As IAAC’s Valldaura Labs and Master in Advanced Ecological Buildings & Biocities (MAEBB) class of 2022/23, we have begun another yearly garden. Within the Agroecology course we started in October with a new autumn-winter rotation. The fresh seeds and saplings were planted and transplanted at the start of October and are still regularly maintained and cared for. Different crops were already harvested since December.
The Roots group is responsible for five beds of the garden in which we decided to grow the following:
- R11: Leeks, Carrots, Purple Carrots
- R12: Radishes, Onions, Leeks
- R13: Beetroots, Onions
- R14: Beetroots, Onions
- R15: Potatoes
R11: Leeks, Carrots, Purple Carrots
The leeks were transplanted from saplings while both varieties of carrots were grown directly from the seeds. The Leeks and the carrots grew to ideal standards while the purple carrots failed to grow. This difference could stem from the package of purple carrot seeds being left open for a long time before sowing and possibly going bad.
R12: Radishes, Onions, Leeks
The leeks and onions were transplanted from saplings while the radishes were like the carrots grown directly from the seeds. The radishes grew really well and were harvested multiple times. The leeks and onions also grew to the ideal standards.
R13+14: Beetroots, Onions
The beetroots and onions were both transplanted from saplings. The onions flourished so the green parts were already harvested multiple times, while the beetroots had a significantly slower growth rate and a subpar quality and low produce at the time of harvest.
The potatoes were grown using a homemade test through cutting potatoes in half and embedding them into the soil. Over time these grew beautifully to provide a significant harvest of farm fresh potatoes. However, half the bed was attacked by the wild bores who also feasted on the harvest.
As shown in our diagrams, we demonstrate how our research guided us towards planting certain plants together because they nourish and support each other while growing, such as leaks and carrots.

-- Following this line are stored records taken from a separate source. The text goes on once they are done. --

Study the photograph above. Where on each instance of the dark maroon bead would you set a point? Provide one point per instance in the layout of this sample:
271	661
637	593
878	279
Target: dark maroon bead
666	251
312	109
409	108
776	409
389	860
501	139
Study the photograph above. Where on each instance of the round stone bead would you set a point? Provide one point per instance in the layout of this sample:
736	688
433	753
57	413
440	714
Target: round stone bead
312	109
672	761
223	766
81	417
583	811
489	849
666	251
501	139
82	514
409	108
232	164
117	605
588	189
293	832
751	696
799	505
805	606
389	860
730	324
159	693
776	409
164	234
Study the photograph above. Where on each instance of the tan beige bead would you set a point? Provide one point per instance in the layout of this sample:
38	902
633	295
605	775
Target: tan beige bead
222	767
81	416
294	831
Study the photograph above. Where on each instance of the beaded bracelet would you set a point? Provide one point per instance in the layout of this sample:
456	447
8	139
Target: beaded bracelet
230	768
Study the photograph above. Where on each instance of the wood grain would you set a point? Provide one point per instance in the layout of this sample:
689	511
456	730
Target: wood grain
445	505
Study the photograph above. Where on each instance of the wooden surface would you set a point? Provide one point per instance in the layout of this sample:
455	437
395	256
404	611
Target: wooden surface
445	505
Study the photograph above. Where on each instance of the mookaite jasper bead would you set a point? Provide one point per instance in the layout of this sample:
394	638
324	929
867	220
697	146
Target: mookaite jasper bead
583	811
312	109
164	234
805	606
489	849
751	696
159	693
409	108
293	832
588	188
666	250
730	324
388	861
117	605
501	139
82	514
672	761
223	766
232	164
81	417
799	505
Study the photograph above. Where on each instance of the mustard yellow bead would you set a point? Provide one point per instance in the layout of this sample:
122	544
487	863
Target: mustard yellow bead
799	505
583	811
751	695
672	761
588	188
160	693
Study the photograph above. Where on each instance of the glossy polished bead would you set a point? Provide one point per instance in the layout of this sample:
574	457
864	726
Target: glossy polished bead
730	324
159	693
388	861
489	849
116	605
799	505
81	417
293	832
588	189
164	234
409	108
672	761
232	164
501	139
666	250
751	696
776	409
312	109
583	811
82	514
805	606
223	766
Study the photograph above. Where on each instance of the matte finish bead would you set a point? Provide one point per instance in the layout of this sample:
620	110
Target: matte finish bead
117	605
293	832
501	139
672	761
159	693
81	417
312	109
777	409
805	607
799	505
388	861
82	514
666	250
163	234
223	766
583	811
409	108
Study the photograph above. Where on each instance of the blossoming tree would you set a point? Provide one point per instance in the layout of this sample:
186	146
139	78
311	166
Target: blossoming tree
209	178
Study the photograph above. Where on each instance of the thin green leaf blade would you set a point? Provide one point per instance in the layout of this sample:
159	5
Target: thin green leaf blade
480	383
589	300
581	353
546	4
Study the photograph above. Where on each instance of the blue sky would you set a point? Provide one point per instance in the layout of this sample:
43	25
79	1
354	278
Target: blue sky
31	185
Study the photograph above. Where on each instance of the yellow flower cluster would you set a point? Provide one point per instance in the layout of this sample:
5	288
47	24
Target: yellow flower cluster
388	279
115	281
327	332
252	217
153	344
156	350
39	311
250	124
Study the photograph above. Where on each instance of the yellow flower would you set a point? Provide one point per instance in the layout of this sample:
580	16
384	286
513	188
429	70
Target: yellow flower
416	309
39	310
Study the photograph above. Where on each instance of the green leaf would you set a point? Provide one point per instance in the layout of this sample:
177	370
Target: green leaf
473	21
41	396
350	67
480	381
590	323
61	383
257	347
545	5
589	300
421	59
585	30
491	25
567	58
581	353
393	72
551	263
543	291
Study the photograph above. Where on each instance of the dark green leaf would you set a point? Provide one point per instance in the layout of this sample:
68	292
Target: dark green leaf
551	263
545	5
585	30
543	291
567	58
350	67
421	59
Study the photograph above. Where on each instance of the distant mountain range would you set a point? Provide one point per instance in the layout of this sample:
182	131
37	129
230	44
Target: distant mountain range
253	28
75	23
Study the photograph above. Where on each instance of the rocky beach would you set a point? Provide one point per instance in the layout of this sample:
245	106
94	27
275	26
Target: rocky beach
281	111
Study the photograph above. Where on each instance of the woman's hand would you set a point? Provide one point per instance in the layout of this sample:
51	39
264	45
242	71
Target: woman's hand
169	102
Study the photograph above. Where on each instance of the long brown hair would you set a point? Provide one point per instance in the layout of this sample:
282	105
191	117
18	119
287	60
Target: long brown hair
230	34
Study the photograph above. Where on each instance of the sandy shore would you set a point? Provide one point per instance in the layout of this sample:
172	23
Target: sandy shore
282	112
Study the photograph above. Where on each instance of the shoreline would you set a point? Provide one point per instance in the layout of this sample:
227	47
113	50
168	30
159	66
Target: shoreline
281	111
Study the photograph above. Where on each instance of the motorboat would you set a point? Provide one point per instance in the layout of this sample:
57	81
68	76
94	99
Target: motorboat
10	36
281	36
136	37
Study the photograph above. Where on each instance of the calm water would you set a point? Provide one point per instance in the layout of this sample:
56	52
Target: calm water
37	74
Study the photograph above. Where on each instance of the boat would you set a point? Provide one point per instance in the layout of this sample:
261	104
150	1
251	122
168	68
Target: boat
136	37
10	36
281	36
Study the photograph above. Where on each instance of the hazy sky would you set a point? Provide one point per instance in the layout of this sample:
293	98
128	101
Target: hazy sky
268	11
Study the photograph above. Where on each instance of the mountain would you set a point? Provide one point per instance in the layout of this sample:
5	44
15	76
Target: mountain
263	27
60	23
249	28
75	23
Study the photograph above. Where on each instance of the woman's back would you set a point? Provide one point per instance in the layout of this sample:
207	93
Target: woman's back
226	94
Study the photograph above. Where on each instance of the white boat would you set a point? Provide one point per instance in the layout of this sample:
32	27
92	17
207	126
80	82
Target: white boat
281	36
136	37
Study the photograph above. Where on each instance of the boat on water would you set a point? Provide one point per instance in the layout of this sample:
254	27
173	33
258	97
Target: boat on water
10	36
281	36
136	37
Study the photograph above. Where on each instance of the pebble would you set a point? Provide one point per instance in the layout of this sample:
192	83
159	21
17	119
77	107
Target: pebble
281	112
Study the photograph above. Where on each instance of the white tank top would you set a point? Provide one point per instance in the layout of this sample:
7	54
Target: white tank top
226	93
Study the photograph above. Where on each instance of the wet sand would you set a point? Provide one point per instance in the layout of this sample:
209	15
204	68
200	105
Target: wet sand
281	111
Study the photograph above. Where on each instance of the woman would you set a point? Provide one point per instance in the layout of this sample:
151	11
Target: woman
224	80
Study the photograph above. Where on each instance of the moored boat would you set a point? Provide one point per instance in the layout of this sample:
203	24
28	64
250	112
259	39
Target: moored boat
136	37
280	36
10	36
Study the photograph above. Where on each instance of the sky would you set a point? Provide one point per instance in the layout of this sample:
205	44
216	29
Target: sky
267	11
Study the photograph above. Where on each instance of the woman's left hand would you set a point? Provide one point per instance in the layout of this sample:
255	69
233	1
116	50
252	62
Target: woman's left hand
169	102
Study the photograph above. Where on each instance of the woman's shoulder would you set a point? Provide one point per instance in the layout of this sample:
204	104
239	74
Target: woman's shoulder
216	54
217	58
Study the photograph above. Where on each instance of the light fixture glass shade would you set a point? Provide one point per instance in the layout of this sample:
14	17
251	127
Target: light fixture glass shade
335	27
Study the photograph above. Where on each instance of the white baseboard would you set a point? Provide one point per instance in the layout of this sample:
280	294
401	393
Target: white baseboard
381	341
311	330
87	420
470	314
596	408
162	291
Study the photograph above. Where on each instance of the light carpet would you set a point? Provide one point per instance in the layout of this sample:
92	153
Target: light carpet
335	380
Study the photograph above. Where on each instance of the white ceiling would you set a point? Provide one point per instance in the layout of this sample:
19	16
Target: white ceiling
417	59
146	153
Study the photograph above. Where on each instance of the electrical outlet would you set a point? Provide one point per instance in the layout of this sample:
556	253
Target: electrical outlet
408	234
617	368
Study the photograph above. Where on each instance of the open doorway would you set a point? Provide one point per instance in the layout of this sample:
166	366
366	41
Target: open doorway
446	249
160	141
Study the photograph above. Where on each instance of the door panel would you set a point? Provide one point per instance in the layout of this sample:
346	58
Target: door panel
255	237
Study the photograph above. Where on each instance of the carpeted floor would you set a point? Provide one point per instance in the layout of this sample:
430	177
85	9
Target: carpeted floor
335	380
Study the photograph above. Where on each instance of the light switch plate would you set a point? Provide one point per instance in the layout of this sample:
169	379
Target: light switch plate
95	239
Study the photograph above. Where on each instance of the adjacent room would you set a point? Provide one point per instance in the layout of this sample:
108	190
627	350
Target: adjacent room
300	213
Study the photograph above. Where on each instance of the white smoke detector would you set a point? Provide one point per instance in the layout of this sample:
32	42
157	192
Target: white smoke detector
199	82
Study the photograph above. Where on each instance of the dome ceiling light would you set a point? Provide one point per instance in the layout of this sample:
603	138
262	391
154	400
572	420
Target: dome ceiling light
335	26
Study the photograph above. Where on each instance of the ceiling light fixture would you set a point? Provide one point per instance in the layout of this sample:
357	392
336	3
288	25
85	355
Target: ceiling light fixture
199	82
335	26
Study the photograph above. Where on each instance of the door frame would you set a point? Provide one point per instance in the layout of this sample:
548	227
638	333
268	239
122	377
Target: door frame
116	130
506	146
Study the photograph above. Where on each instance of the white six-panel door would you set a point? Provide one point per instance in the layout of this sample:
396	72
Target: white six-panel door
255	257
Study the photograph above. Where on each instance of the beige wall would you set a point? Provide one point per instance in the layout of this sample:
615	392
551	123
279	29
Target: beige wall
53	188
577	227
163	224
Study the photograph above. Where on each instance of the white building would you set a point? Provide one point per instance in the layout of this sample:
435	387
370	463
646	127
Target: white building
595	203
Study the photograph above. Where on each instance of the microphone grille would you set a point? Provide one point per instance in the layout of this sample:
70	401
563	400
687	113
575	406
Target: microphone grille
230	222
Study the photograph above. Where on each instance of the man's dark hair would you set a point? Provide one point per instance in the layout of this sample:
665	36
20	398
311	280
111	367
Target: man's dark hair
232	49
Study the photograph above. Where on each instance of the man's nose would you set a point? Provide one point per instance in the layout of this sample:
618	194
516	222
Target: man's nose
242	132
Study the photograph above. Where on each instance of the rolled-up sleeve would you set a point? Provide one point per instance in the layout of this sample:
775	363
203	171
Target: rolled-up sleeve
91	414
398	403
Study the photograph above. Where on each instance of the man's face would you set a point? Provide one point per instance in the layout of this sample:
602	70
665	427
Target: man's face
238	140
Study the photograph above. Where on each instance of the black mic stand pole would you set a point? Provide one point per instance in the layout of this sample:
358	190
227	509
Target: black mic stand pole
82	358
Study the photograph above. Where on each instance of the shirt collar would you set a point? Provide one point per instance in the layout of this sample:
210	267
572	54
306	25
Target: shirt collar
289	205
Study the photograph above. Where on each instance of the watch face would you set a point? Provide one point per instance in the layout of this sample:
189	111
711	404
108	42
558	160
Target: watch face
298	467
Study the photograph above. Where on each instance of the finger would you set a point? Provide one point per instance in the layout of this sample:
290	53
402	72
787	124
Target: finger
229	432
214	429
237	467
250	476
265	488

The Roots beds have nourished many of us, starting with the quickly grown radishes which were gratefully consumed in our daily salads and as bread topping. Sadly the boars attacked among others also our beds, the first time they ignored the potatoes, while the second time, they devoured them. Following this attack, we took the initiative to rebuild and strengthen the fences in the hope to keep the boars out. These efforts were short lived as they succeeded in their efforts to break into the farms followed closely by their friend the fox. It was observed that all the animals entered with the intention of getting to the compost pit and subsequently proceeded to hamper the plant beds.
As amateur farmers, we have started our procedure in quite a scientific manner, considering the depth of sowing for each plant ( 1 cm for beetroots, 0.5 to 1 cm for carrots, 15 cm for leek, 6-8 cm for potatoes), the sapling distance, the space which should be between each plant as well as the amount of sun and water that each needs. However, later on we noticed that the process is very intuitive and gains a lot from observing what is happening in the beds over time. Watering, de-weeding and tending them in the end, is the most important task.
What began through meticulous observation and actions, quickly developed into an intuitive understanding of how the plants grow and how we should take care of them.